「帝劇」とは大違い…リニューアルの見通しが立たない「国立劇場」の危機的状況 入札予定価格は“1400億円”に
解体工事のめどすら立たず
対照的なのが、一昨年10月に閉場した千代田区隼町の国立劇場だ。
日本の伝統芸能を支える“ナショナルシアター”のはずが、いまだに解体工事のめどすら立たずに野ざらし状態が続いている。
文化部記者も肩をすくめる。
「当初案では、ホテルやレストランを併設した複合施設になる計画でした。ところが、一昨年と一昨昨年に実施された事業者選定の入札が不調に終わった。令和11年にはこけら落としのはずでしたが、いまもまったく見通しが立っていません」
昨年8月、文化庁は入札のハードルを下げるべく、必須としていたホテルの併設という条件を任意とした。さらには大手旅行会社と提携し、劇場内の舞台裏や楽屋といったバックヤードを見学できる一般向けのツアーを始めている。
「並行して3度目の入札準備が進んでいますが、当初の入札予定価格は最低でも800億円ほど。

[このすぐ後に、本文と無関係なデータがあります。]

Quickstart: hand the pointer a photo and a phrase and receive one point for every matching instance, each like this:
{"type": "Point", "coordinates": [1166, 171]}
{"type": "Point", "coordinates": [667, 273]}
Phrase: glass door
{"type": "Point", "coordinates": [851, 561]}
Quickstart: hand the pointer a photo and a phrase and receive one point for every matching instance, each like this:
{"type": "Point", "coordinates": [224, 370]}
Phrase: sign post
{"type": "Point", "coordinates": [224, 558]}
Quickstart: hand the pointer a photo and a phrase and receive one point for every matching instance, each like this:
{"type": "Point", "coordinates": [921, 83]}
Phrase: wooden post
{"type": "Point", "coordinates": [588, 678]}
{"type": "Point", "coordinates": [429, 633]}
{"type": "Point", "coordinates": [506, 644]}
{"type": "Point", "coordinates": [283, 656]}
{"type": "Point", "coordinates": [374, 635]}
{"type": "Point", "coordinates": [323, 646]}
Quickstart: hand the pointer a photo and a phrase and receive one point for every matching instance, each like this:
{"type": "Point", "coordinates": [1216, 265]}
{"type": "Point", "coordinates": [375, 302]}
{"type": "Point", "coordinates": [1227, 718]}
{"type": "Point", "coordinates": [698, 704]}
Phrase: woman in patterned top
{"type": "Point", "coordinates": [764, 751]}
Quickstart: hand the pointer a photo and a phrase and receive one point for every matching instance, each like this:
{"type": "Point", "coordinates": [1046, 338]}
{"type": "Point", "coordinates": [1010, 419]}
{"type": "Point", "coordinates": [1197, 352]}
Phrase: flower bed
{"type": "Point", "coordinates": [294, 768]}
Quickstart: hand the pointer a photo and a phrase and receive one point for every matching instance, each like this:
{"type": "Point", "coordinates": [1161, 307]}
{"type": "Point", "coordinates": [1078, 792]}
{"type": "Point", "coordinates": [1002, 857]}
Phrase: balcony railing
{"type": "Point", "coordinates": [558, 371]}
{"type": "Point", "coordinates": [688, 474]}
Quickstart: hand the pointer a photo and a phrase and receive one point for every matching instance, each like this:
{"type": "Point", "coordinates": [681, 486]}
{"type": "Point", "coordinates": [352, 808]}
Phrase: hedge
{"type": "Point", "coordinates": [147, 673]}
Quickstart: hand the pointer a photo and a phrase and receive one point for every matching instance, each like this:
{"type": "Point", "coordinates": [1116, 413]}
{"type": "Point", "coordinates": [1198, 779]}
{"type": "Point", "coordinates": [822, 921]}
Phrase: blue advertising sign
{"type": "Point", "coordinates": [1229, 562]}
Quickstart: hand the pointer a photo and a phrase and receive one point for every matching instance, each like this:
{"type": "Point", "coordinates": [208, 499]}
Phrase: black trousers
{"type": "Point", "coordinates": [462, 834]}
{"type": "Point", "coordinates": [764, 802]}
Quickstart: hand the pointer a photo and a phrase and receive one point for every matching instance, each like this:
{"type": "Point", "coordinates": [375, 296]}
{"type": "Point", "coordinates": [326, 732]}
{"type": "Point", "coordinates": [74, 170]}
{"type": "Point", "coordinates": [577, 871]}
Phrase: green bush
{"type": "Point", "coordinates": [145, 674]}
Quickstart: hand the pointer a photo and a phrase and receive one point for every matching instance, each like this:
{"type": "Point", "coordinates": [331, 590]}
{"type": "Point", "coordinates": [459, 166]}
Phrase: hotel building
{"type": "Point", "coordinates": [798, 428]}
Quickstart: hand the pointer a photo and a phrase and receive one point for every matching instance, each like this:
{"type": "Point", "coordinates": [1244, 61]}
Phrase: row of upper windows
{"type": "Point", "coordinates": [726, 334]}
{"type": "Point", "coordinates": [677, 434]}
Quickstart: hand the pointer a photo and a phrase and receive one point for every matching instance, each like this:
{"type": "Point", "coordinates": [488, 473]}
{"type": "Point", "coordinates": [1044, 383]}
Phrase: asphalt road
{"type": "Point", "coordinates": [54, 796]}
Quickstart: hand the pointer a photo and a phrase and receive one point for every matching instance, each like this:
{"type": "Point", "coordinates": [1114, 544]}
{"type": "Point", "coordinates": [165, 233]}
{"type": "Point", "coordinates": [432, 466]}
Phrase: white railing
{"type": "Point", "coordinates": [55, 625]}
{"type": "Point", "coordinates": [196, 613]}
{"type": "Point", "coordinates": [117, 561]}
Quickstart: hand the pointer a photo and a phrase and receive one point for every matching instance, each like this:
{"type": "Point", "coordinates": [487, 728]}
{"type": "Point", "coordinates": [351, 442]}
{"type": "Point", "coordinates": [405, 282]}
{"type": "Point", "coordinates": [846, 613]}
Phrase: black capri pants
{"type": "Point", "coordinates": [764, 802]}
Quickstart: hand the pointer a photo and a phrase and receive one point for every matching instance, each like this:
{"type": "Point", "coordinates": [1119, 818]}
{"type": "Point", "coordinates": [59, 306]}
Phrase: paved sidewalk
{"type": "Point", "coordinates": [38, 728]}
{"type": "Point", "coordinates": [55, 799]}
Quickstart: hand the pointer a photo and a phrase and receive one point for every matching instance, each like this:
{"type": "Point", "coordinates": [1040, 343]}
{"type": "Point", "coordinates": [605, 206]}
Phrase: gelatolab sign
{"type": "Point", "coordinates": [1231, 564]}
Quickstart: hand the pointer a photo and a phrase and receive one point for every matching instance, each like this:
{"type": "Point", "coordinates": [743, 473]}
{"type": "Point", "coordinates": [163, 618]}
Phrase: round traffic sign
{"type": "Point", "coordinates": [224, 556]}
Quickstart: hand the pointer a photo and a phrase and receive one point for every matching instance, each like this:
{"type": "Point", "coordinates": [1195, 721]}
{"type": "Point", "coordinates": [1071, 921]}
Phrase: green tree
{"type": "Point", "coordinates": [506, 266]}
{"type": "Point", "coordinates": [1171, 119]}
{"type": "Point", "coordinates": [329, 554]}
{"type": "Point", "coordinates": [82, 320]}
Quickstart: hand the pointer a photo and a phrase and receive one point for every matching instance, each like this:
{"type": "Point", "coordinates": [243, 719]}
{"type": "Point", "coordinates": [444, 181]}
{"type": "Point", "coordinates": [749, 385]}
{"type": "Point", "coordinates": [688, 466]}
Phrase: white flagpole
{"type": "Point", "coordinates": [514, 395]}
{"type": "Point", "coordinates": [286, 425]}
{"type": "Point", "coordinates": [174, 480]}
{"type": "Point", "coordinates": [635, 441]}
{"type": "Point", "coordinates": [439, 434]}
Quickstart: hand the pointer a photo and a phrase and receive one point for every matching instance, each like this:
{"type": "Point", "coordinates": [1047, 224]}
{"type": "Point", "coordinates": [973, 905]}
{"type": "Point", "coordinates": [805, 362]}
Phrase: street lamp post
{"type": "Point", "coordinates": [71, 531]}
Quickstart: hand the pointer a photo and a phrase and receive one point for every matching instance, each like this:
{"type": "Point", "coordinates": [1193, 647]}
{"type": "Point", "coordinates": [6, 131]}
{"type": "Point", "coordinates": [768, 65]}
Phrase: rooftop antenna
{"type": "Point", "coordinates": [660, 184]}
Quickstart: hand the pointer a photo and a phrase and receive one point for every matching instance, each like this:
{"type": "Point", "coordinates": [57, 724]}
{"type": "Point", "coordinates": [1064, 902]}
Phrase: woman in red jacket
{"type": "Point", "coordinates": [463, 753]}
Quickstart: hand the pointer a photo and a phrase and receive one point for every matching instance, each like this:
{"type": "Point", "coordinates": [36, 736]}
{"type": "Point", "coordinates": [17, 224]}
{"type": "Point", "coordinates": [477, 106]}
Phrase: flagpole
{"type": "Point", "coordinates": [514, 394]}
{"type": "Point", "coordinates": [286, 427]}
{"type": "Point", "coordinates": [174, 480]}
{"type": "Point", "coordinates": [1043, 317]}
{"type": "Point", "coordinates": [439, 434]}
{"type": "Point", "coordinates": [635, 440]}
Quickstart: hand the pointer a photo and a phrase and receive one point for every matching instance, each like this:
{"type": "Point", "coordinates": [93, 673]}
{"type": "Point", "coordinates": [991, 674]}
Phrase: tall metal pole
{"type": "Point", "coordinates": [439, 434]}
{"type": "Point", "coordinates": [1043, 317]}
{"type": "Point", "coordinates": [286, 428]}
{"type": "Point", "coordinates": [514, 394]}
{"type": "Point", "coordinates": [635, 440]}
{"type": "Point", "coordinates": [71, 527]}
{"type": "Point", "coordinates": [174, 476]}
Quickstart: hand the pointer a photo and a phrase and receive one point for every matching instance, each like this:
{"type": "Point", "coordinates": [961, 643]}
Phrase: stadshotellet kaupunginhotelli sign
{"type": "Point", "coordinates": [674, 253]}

いまでは資材や人件費などの高騰で、2倍近い1400億円程度まで膨れ上がっています」
焦る関係者が注視する3度目の入札も、今年度中に行われるかは不明と伝わる。
「仮に時期が決定しても、スケジュール通りに実施できるかどうか……。また、解体から竣工までには最低5年は必要で、営業再開は早くても7年後なんです」
隣接する国立演芸場も閉場中。昨年暮れには記者会見で、落語協会の柳家さん喬会長(76)が「もっとちゃんとしろよ!」と一喝。国民の多くも同じ思いだろう。